Ki UTILIZATION OF MACHINE LEARNING
Ensemble of decision trees
Decision trees are a popular approach to machine learning. Decision trees are constructed by first determining which variable provides the best fit to the data when split into two groups. The process is then repeated in each of these two groups, in each of the four resulting groups, and so on, until a predetermined stopping criterion is reached.
Figure 1 provides an example decision tree. Predictor covariates are root and parent nodes to predict the outcome of interest in the terminal leaf nodes.
Root node (RN) is the starting node in the decision tree.
Parent node (PN) follows the root node and leaf nodes follow the parent node.
Leaf nodes (LN), depending on the diversity of the data, can be the terminal node or can be further partitioned.
Figure 1.Example of a decision tree
Using pre-specified algorithms, binary splits for each covariate of interest inform how each parent node categorization influences the following leaf node.
Key requirements for utilizing a decision tree include:
It is supervised learning, and therefore requires pre-identified covariates and outcome(s).

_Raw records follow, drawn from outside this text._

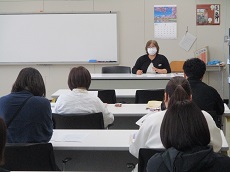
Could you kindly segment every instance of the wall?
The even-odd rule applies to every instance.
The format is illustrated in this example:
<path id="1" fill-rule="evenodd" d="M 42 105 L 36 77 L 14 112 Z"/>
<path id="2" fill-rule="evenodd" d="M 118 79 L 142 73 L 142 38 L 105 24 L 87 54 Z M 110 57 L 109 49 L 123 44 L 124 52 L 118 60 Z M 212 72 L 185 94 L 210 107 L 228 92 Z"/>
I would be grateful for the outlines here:
<path id="1" fill-rule="evenodd" d="M 196 4 L 220 4 L 221 24 L 218 26 L 196 26 Z M 118 12 L 118 48 L 120 65 L 132 67 L 136 59 L 145 53 L 144 46 L 149 39 L 154 39 L 153 6 L 177 5 L 178 34 L 175 40 L 160 40 L 160 53 L 169 61 L 185 60 L 193 57 L 194 51 L 209 46 L 210 60 L 219 59 L 226 62 L 228 46 L 224 35 L 230 28 L 230 2 L 228 0 L 0 0 L 0 13 L 24 12 Z M 179 47 L 179 42 L 188 31 L 197 36 L 189 52 Z M 106 47 L 105 47 L 106 48 Z M 67 76 L 73 65 L 35 65 L 43 75 L 47 97 L 59 88 L 67 87 Z M 100 73 L 103 65 L 85 65 L 91 73 Z M 18 72 L 25 65 L 0 66 L 0 96 L 10 92 Z M 224 97 L 228 98 L 228 67 L 224 72 Z M 205 77 L 205 82 L 221 93 L 219 74 L 212 72 Z"/>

The covariates of the training data (a subset of the analysis data) should be heterogenous (wide range of covariate values) and numerous to ensure a wide cross-section of records are represented.

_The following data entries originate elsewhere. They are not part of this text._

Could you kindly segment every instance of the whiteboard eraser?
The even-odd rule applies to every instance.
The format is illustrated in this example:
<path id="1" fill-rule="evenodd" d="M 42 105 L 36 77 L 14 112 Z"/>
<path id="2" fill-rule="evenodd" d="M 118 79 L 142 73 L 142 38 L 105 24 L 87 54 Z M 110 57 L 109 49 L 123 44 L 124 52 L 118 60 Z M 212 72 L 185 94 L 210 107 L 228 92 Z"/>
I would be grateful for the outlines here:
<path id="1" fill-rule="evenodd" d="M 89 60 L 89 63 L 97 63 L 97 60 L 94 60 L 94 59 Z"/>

Decision trees are optimized once by identifying the best split among all variables for all data and then proceeds down each part of the tree until the predetermined stopping criterion is reached. This approach is considered “greedy,” as each split is optimized locally.
The outcome variable identified can be discrete (binary or categorical) or continuous.
Decision trees are attractive due to their interpretability of logically working from root nodes outward to leaf nodes (Figure 1).
The term “ensemble methods” refers to a process by which multiple prediction functions are combined into a single prediction function.
An unweighted ensemble of decision trees, also referred to as random forests, is the process of constructing many decision trees and results in a model with less variance. This approach minimizes the overfitting that occurs with the use of a single decision tree.
Super learner is an algorithm for finding optimal combinations of models with an objective, data-driven approach based on cross validation.
Cross-validation includes two parts, training and validation, to develop a regression fit of the predictor(s) and outcome covariates. Evaluation of the performance of the model fit for prediction informs the final selection of models by the super learner.
Training is conducted utilizing subsets of a data set to train models and determine how well they work within the subset.
Validation assesses the performance of various models in prediction of outcomes with a remaining subset of the full data set that was not utilized for training.
Super learner uses cross-validation to assess the fit of multiple models and estimates the best weighted average of the predictions made by the models. Previous research has proven the super learner is optimal in the sense that it will predict outcomes as well as the unknown best combination of models included.